[erlang-questions] Erlang/OTP R15B has been released
Kostis Sagonas
kostis@REDACTED
Thu Dec 15 11:39:52 CET 2011
On 12/14/2011 06:05 PM, Kenny Stone wrote:
> How do "behaviour callbacks" differ from the way it used to work?
In a nutshell, behaviour callbacks allow behaviour modules to specify
(using a formal language, instead of just in comments) the names and
types of all functions that callback modules should implement. This
information can then be processed by dialyzer (but in the future
presumably also by other tools, e.g. edoc) to check conformance of a
callback module with what the behaviour module expects and warn the user
for errors that may exist.
The syntax of -callback attributes is the same as that of -spec
attributes. The main difference is that -callback attributes refer to
functions that do not belong to the module containing them (and cannot
be found in its code) but to the callback module(s).

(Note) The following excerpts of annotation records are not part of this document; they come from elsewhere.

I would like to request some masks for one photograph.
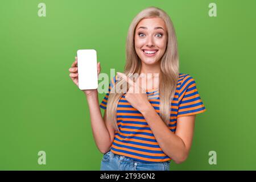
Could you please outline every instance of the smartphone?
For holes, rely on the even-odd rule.
[[[77,52],[79,88],[80,90],[98,88],[97,52],[95,49],[79,49]]]

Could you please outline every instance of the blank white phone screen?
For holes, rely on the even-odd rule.
[[[80,90],[98,88],[97,52],[94,49],[80,49],[77,52],[79,87]]]

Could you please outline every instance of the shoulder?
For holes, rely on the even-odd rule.
[[[182,84],[185,84],[186,83],[195,82],[193,77],[188,73],[179,73],[179,81]]]

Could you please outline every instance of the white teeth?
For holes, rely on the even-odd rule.
[[[144,52],[146,53],[155,53],[156,52],[156,51],[145,51],[143,50]]]

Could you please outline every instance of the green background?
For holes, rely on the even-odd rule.
[[[1,1],[0,169],[100,169],[86,97],[68,69],[77,49],[94,48],[102,73],[122,72],[128,27],[150,6],[171,16],[180,72],[195,79],[207,109],[188,159],[171,170],[256,169],[254,0]]]

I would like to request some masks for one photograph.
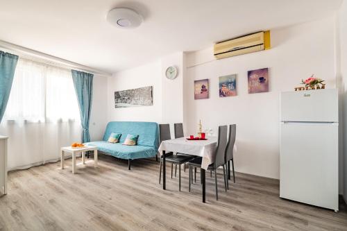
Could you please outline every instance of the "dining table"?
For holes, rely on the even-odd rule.
[[[206,198],[205,170],[214,162],[217,144],[217,137],[207,137],[205,140],[188,140],[187,137],[162,141],[158,151],[162,158],[162,189],[166,189],[165,153],[188,154],[203,157],[201,163],[201,180],[203,187],[203,203]]]

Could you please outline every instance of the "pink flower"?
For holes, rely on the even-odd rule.
[[[310,84],[311,83],[311,82],[314,81],[315,80],[316,80],[315,78],[310,77],[309,78],[305,80],[305,83]]]

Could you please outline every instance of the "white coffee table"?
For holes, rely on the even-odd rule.
[[[71,153],[72,154],[72,174],[74,174],[76,172],[76,155],[77,153],[82,154],[82,162],[83,164],[85,164],[85,152],[88,151],[94,151],[94,166],[96,168],[98,166],[98,148],[92,146],[85,146],[82,148],[72,148],[71,146],[69,147],[63,147],[61,148],[61,167],[62,169],[65,169],[65,153]]]

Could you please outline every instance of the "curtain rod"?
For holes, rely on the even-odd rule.
[[[97,69],[92,68],[87,66],[82,65],[76,62],[71,62],[60,58],[53,56],[42,52],[35,51],[26,47],[16,45],[15,44],[6,42],[3,40],[0,40],[0,48],[3,48],[8,49],[10,51],[17,52],[17,55],[20,57],[21,55],[28,55],[30,57],[38,58],[43,59],[46,61],[50,62],[51,64],[56,65],[60,67],[65,67],[68,69],[76,69],[79,71],[83,71],[87,72],[92,72],[96,75],[103,76],[111,76],[112,74],[108,72],[105,72]],[[25,57],[24,57],[25,58]],[[52,63],[53,62],[53,63]]]

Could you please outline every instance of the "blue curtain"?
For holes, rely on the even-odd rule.
[[[75,70],[71,70],[71,71],[80,108],[81,124],[83,128],[82,131],[82,142],[83,143],[89,142],[90,142],[89,121],[92,110],[94,75],[90,73]]]
[[[11,92],[18,56],[0,51],[0,122]]]

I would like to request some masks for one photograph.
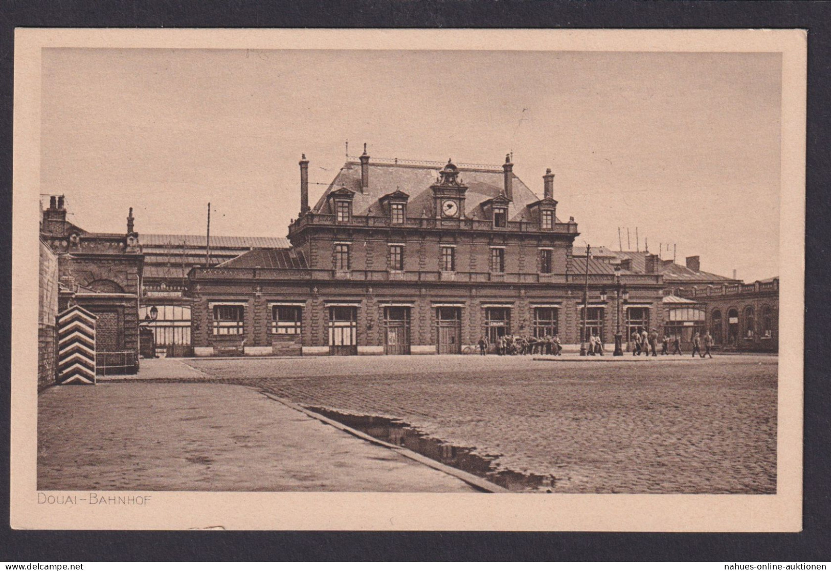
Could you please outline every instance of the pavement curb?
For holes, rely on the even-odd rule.
[[[427,456],[423,456],[420,454],[414,452],[407,448],[403,448],[401,446],[397,446],[394,444],[390,444],[389,442],[385,442],[384,441],[378,440],[377,438],[371,436],[365,432],[361,432],[361,431],[356,430],[351,426],[347,426],[345,424],[338,422],[337,421],[333,421],[331,418],[324,416],[322,414],[312,412],[312,411],[309,411],[308,409],[306,409],[301,406],[300,405],[295,404],[290,401],[287,401],[286,399],[273,395],[270,392],[266,392],[265,391],[260,391],[259,392],[260,394],[264,395],[265,396],[270,398],[272,401],[276,401],[282,405],[288,406],[289,408],[294,409],[295,411],[297,411],[299,412],[302,412],[307,416],[320,421],[321,422],[327,424],[330,426],[334,426],[335,428],[343,431],[344,432],[348,432],[349,434],[352,435],[353,436],[356,436],[361,440],[366,441],[367,442],[371,442],[372,444],[375,444],[379,446],[383,446],[384,448],[388,448],[391,450],[397,452],[398,454],[401,455],[406,458],[409,458],[410,460],[414,460],[416,462],[419,462],[420,464],[423,464],[425,466],[432,468],[433,470],[437,470],[440,472],[444,472],[445,474],[458,478],[465,484],[468,484],[469,485],[471,485],[479,490],[484,492],[489,492],[491,494],[511,493],[511,491],[507,488],[503,488],[501,485],[498,485],[496,484],[494,484],[493,482],[489,482],[484,478],[480,478],[472,474],[469,474],[468,472],[465,472],[464,470],[459,470],[458,468],[454,468],[452,466],[447,465],[446,464],[442,464],[438,460],[428,458]]]

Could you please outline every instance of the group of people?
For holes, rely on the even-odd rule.
[[[559,335],[535,337],[533,335],[500,335],[494,343],[497,355],[562,355]],[[479,338],[479,354],[487,355],[490,342],[485,336]]]
[[[638,327],[637,331],[632,334],[632,357],[644,355],[646,357],[657,357],[658,348],[658,332],[654,327],[647,332],[642,327]],[[672,355],[682,355],[681,350],[681,336],[664,335],[661,338],[661,354],[670,355],[670,346],[672,346]],[[692,357],[697,354],[702,359],[706,357],[713,358],[711,349],[713,347],[713,336],[708,331],[701,335],[696,332],[692,338]],[[479,355],[487,355],[490,348],[490,342],[488,337],[483,335],[479,337]],[[563,344],[560,342],[559,335],[546,335],[543,337],[535,337],[533,335],[500,335],[494,342],[497,355],[562,355]],[[599,335],[592,334],[588,338],[587,347],[589,355],[603,354],[603,342]]]
[[[637,355],[645,355],[648,357],[652,353],[652,357],[657,357],[657,344],[658,344],[658,332],[653,327],[649,332],[647,332],[646,329],[638,327],[638,330],[632,333],[632,356],[635,357]],[[692,357],[696,357],[697,353],[699,357],[702,359],[710,356],[710,358],[713,358],[713,355],[711,352],[711,349],[713,347],[713,336],[710,334],[708,331],[703,336],[696,332],[696,335],[692,337]],[[681,336],[675,335],[670,337],[669,335],[664,335],[661,339],[661,354],[669,355],[670,345],[672,345],[672,355],[683,355],[681,350]],[[701,348],[704,351],[701,351]]]

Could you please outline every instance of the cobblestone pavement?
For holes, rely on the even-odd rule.
[[[39,490],[475,491],[246,386],[53,386],[37,404]]]
[[[774,356],[551,362],[529,357],[190,360],[307,406],[397,418],[553,491],[776,491]]]

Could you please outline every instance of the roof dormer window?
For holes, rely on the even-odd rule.
[[[508,209],[494,208],[494,228],[508,227]]]
[[[350,200],[335,200],[335,221],[347,223],[352,216],[352,204]]]
[[[551,209],[544,209],[540,216],[540,222],[543,230],[554,229],[554,211]]]
[[[403,224],[406,219],[404,203],[392,203],[390,204],[390,224]]]

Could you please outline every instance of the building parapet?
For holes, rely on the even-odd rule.
[[[679,288],[678,295],[681,298],[727,298],[730,296],[748,295],[752,293],[773,293],[779,292],[779,279],[774,278],[765,282],[753,283],[724,284],[721,286],[706,286],[703,288]]]
[[[307,226],[347,226],[352,228],[406,228],[479,230],[488,232],[543,232],[546,234],[577,234],[576,222],[557,222],[550,229],[543,229],[539,222],[519,220],[508,222],[504,227],[494,227],[491,220],[472,219],[407,218],[403,223],[391,224],[389,216],[352,216],[348,221],[338,222],[334,214],[307,213],[288,227],[292,234]]]
[[[284,269],[274,268],[194,268],[189,273],[192,280],[254,279],[254,280],[312,280],[356,282],[442,282],[442,283],[562,283],[580,285],[585,283],[584,273],[531,273],[490,272],[388,271]],[[613,274],[588,275],[591,284],[614,285]],[[627,274],[621,277],[624,285],[660,285],[661,274]]]

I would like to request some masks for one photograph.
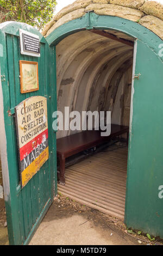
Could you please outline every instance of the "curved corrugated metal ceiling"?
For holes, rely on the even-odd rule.
[[[58,109],[109,110],[112,80],[120,82],[132,65],[133,56],[133,47],[89,31],[61,41],[57,46]],[[70,132],[58,133],[60,137]]]

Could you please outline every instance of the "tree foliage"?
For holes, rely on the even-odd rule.
[[[25,22],[39,30],[53,17],[54,0],[0,0],[0,23]]]

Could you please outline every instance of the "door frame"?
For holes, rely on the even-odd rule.
[[[50,47],[55,47],[57,44],[62,39],[68,35],[84,30],[91,30],[96,29],[98,30],[114,30],[129,35],[134,39],[134,63],[133,72],[133,82],[131,89],[131,108],[130,116],[130,131],[129,131],[129,153],[128,158],[128,170],[127,170],[127,193],[125,210],[125,223],[128,223],[129,225],[132,223],[133,227],[138,226],[137,223],[134,225],[134,220],[128,221],[129,213],[128,212],[127,217],[127,209],[128,209],[128,199],[129,197],[129,192],[128,191],[128,186],[129,184],[129,161],[130,161],[130,150],[132,145],[131,134],[133,127],[133,101],[134,99],[134,81],[136,80],[135,77],[135,68],[137,60],[136,59],[137,47],[138,42],[146,45],[151,51],[155,54],[156,57],[159,59],[160,65],[163,62],[163,56],[159,56],[159,45],[162,44],[162,40],[153,32],[140,25],[138,23],[126,20],[123,18],[116,16],[111,16],[106,15],[98,15],[93,12],[88,12],[82,17],[64,24],[57,28],[54,31],[48,35],[46,39]],[[136,75],[137,76],[137,75]],[[139,79],[139,77],[138,77]],[[136,81],[136,84],[137,82]],[[127,211],[128,212],[128,210]],[[145,228],[144,228],[145,229]]]

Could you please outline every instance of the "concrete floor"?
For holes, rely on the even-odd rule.
[[[89,216],[52,205],[30,245],[138,245],[121,230],[113,231],[102,222],[96,222]]]

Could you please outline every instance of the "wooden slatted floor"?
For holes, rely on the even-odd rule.
[[[58,184],[58,192],[123,219],[128,148],[109,150],[110,148],[66,168],[66,185]]]

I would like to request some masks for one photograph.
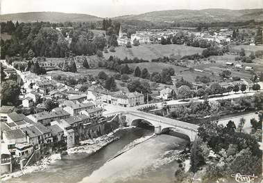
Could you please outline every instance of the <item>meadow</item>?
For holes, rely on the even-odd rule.
[[[178,44],[143,44],[139,46],[133,46],[127,48],[126,46],[119,46],[115,48],[115,52],[109,52],[103,53],[105,59],[110,56],[115,55],[120,59],[124,59],[127,57],[128,59],[138,57],[151,60],[163,57],[169,57],[171,55],[189,55],[196,53],[201,54],[203,48],[187,46]]]

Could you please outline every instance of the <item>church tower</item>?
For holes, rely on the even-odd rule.
[[[124,36],[124,35],[123,35],[122,30],[121,30],[121,26],[119,26],[119,38],[121,38],[121,37],[122,37],[123,36]]]

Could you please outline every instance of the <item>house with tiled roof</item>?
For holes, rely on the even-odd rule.
[[[63,110],[68,112],[71,116],[78,115],[81,110],[95,107],[95,104],[92,102],[75,104],[72,101],[64,101],[63,104],[65,106]]]
[[[43,111],[36,114],[28,115],[27,117],[35,123],[41,123],[44,126],[49,126],[50,122],[60,119],[65,119],[70,116],[70,114],[62,109],[53,109],[50,113]]]
[[[30,108],[34,105],[34,101],[33,98],[26,97],[22,100],[22,105],[24,108]]]
[[[160,97],[163,99],[171,99],[173,96],[173,90],[170,88],[166,88],[160,91]]]
[[[56,143],[63,139],[64,131],[58,125],[49,126],[47,128],[51,131],[53,142]]]
[[[8,148],[14,148],[16,143],[26,142],[26,135],[20,129],[3,131],[3,140],[8,144]]]
[[[92,108],[85,110],[80,111],[80,114],[85,115],[90,118],[100,117],[102,116],[102,112],[103,109],[102,108]]]
[[[144,95],[137,93],[112,93],[112,104],[123,107],[132,107],[144,104]]]
[[[79,102],[81,103],[84,100],[87,99],[86,94],[80,94],[80,95],[72,95],[69,96],[69,100],[72,101],[73,102]]]

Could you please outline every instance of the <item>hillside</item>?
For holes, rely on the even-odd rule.
[[[151,22],[192,21],[201,23],[245,21],[251,19],[262,21],[263,9],[232,10],[205,9],[201,10],[174,10],[146,12],[137,15],[115,17],[117,19],[136,19]]]
[[[33,22],[33,21],[49,21],[49,22],[65,22],[65,21],[94,21],[101,20],[98,17],[77,13],[63,13],[56,12],[20,12],[15,14],[5,14],[1,15],[1,21],[9,20]]]
[[[55,12],[35,12],[6,14],[1,15],[1,21],[12,20],[32,21],[94,21],[102,20],[96,16],[77,13]],[[226,21],[246,21],[263,20],[263,9],[232,10],[227,9],[205,9],[201,10],[173,10],[149,12],[139,15],[124,15],[112,18],[129,24],[160,23],[164,21],[212,23]],[[135,21],[135,22],[133,22]]]

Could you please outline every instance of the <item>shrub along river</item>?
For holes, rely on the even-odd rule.
[[[150,138],[152,134],[142,128],[124,129],[115,134],[118,140],[88,157],[75,154],[78,160],[58,160],[44,171],[6,182],[171,182],[178,167],[178,150],[187,141],[168,135]]]

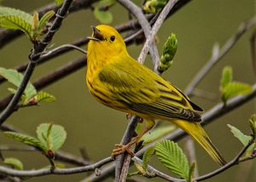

Note the callback module can provide more specific implementations of
what the behaviour module expects. For example, a gen_server expects
that the callback module exports an init/1 function. In R15B, the
relevant callback attribute reads:
-callback init(Args :: term()) ->
{ok, State :: term()} |
{ok, State :: term(), timeout() | hibernate} |
{stop, Reason :: term()} | ignore.
but a specific callback module may decide to provide an init function
that accepts an empty list as Args and only returns {ok, State}. Thus,
in the callback module, one may want to provide the following spec:
-spec init([]) -> {ok, state()}.
for some locally defined state() type.
Kostis
PS. We'll try to add this in Section 1.2 of the OTP Design Principles
User's Guide. Currently, some of this info has been added in a weird
place of the Guide that is hard to find... Apologies for this.